Weeks later, my conquest plans would be foiled because while on my way to 42nd Street to see a movie, my cab I was in got pulled over by the notorious 71st Precinct detectives. I had a .22 caliber on me. A gun I’d carry just for those kind of outings. First time caught. First time going to Rikers Island.
I was 16.
C74—the adolescent ward—was filled with familiar faces. Everyone who’d disappeared from the neighborhood was there. I got one year and was transferred to C76. I had five months left.
There were names in that ward the streets would remember: Ticky Devoe, one of the original Veer men. Donovan from Linden Boulevard Crew. Domencio from Bed-Stuy. Even in jail, the lines blurred, and we found ways to look out for each other.
Then came mail call. I was playing a game of spades when the C.O yelled out,
“David Dagio.”
I froze. I stood up, placing my cards on the table, then scanning the room. There he was—my old white nemesis from Sheepshead Bay, standing like a deer in headlights. I walked over. “Hey, David.
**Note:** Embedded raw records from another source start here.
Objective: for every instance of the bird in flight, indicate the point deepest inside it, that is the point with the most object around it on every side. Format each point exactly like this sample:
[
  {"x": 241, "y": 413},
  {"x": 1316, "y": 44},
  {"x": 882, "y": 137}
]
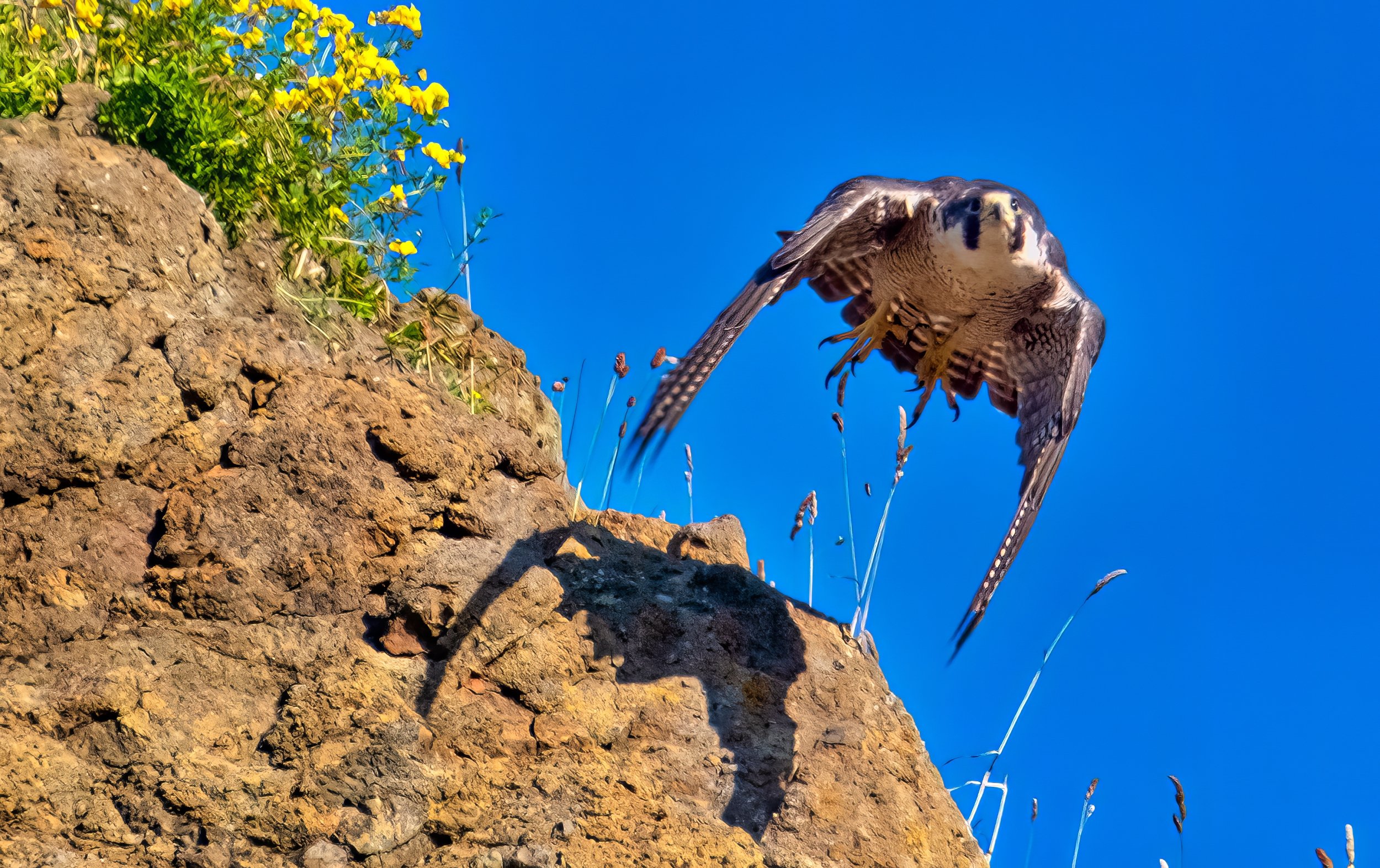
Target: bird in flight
[{"x": 958, "y": 282}]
You from Sheepshead Bay?”
He nodded. “You remember me?” He looked confused.
My hand moved instinctively around his neck, then the other hand cocked back and came down hard across his face. The slap cracked like thunder across the dorm. Front hand. Backhand. He whimpered, didn’t fight back. He was what I always thought—a coward. It was anticlimactic, David had no fight in him.
When I got out eight months later, almost 17 now, there was only one place I needed to go.
Vanderveer.
Not to beg. Not to explain. Exile taught me that loyalty can be a trap. Brotherhood can blind you. But identity? That’s yours. I started building something new—not a crew, but a creed. A way to move in this life that couldn’t be revoked by anyone.
It was time to confront OttoShine. I had every right to run Veer like any of them—and they’d have to kill me to stop me.